Forgotten: Dora Tuynman and Anneliese Hager
Just like Lotti van der Gaag, Dora Tuynman (1926, Montpellier – 1979, Deventer) participated fully in the life at Rue Santeuil in Paris, where Appel, Constant and Bram Bogart also worked. Her early work in Paris was expressionistic in nature. From 1954 onwards her work became more daring. This development culminated in the 1960s in powerful abstract expressionist works. She was not a member of Cobra and this was never up for discussion. Her paintings, like the work of Cobra members, were described as experimental and were also regularly associated with Cobra. In the course of the 1950s and 1960s, Tuynman had several exhibitions in the Netherlands and in Paris. Gallery owner Iris Clert selected her work for the opening exhibition of her gallery, which soon became the ‘hotspot’ of the Parisian avant-garde – with artists such as Yves Klein and Tinguely. Despite the predominantly positive reactions that Tuynman’s work did receive since the 1950s, it sold poorly. At the end of 1962 she left Paris for good.

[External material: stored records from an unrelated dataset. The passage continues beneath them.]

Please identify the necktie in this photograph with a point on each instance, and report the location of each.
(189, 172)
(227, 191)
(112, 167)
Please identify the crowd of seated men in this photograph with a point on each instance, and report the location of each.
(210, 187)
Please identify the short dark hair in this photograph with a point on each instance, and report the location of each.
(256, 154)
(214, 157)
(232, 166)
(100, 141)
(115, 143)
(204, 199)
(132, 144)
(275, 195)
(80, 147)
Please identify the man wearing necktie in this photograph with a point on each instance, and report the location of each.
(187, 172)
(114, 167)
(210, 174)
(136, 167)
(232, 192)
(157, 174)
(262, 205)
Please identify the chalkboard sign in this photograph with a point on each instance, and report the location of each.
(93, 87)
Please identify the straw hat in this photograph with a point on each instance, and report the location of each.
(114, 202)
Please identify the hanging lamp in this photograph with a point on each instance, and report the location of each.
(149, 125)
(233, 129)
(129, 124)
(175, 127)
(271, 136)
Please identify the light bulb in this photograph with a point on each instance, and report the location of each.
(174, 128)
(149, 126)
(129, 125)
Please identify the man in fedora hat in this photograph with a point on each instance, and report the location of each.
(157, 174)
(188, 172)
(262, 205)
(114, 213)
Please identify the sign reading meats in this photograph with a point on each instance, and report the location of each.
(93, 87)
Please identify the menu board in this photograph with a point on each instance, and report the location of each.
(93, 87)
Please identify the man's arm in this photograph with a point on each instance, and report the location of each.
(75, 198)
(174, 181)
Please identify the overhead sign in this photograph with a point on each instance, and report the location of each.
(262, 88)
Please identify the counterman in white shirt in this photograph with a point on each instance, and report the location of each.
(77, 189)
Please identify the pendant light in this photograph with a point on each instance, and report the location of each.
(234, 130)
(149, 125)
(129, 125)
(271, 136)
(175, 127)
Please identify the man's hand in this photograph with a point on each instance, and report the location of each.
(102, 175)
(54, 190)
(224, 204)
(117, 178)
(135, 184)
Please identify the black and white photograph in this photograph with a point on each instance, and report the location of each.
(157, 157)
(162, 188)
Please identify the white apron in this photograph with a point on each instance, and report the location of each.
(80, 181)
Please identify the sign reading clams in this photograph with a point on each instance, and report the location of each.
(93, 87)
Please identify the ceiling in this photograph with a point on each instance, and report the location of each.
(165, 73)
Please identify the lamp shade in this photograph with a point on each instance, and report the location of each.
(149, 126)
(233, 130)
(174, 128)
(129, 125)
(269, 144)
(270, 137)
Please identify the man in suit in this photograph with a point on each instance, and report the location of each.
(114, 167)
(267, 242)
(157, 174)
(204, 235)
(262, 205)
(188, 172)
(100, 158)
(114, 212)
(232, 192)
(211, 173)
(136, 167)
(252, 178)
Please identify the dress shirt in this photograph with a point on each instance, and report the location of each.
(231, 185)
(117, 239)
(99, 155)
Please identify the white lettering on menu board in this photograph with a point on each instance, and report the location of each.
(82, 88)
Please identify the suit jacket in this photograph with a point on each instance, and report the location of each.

…Dora Tuynman increasingly suffered from depression and delusions. She kept telling her family that her monumental panels, wide pastel-waves of abstract leaves and calyxes, made for a church in Emmen, had been destroyed. Nobody believed her anymore. When the family visited the church in Emmen after her death in 1979 – she took her own life in Deventer – it turned out that the most important commission she had ever had, had indeed been taken to a landfill. Such unprecedented stupidity is a drama for every artist, let alone for ‘an elf’ who found little to hold on to in an unwelcoming world…
(Marianne Vermeijden in the NRC newspaper on 16 November 1991).